Hello @SmudgedWings, I'm Gemini Code Assist1! I'm currently reviewing this pull request and will post my feedback shortly. In the meantime, here's a summary to help you and other reviewers quickly get up to speed!

This pull request primarily focuses on enhancing the token reduction capabilities for Llava models by introducing specific support for Llava-Next within the DivPrune and MustDrop methods. The changes involve significant refactoring of how visual tokens are processed and integrated into the model's input, ensuring efficient and effective pruning for the newer model architecture.

Highlights

  • LLaVA-Next Compatibility: I've updated the DivPrune and MustDrop token reduction methods to ensure compatibility with Llava-Next models. This includes adapting how vision token lengths are determined and how arguments are passed within the model's forward hooks.
  • Dynamic Token Pruning Integration: A key change is the introduction of a mechanism where MustDrop now explicitly returns index_masks (indicating which tokens are retained).
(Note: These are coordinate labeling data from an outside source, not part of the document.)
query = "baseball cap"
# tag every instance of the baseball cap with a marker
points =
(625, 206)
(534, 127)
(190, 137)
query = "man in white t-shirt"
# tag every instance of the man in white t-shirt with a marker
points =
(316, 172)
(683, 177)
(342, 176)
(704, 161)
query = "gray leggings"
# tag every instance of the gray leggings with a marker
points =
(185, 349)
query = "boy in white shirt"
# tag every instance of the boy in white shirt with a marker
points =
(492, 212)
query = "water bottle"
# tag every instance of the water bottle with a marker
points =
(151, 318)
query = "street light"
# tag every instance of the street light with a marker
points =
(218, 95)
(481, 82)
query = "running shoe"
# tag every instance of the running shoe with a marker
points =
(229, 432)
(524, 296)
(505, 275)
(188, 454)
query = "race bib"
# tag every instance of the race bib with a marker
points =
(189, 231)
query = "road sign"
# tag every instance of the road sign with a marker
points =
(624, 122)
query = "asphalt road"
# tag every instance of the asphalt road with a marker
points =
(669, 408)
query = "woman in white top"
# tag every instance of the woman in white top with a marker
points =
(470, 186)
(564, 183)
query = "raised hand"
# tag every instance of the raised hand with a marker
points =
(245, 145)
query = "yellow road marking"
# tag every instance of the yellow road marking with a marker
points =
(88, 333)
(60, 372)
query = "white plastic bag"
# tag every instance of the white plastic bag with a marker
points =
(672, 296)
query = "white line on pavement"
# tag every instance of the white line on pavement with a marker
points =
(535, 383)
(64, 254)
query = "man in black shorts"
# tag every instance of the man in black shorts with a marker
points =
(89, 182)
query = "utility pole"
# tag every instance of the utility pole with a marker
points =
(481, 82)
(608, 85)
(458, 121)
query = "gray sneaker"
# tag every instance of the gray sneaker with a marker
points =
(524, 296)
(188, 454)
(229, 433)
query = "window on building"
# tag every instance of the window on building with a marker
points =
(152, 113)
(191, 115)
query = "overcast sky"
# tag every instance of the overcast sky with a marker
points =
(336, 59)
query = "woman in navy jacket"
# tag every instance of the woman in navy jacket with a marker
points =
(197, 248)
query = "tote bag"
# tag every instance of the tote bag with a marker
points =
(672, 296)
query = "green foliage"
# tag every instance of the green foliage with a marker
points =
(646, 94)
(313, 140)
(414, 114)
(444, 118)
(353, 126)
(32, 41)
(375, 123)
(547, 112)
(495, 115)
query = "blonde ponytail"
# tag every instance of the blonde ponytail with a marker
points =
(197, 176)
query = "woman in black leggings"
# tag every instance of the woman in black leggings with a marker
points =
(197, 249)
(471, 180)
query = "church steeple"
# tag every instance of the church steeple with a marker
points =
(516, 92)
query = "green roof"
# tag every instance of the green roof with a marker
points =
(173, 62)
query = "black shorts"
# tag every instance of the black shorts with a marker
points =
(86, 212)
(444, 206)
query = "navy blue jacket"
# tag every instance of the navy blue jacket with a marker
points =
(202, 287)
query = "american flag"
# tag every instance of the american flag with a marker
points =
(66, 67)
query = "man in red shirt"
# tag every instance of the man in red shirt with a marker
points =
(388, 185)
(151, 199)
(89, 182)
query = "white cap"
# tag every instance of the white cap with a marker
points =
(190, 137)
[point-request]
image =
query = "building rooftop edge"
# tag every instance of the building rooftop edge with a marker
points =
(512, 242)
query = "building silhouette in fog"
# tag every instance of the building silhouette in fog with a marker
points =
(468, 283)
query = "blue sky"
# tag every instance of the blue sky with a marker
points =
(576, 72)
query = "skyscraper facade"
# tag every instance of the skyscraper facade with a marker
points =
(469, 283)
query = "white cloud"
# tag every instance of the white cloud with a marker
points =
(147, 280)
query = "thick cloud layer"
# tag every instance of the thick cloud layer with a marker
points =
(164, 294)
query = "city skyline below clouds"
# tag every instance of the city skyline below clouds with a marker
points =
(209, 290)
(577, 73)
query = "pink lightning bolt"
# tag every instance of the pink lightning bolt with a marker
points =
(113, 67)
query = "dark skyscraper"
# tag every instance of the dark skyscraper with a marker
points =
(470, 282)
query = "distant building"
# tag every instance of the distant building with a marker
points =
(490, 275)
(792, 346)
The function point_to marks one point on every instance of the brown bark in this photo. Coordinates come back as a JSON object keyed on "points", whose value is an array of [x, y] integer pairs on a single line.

This information is then leveraged by a new utility function, prepare_inputs_labels_for_multimodal_with_index_masks, which dynamically patches the LLaVA model's input preparation to correctly handle and insert only the pruned image features into the model's input embeddings.
  • Configuration & Code Cleanup: New YAML configuration files have been added for DivPrune and MustDrop, specifically tailored for Llava models, including suggested retained_tokens values for llava_next. Additionally, I've cleaned up tome.py by removing commented-out and unused code, improving code readability and maintainability.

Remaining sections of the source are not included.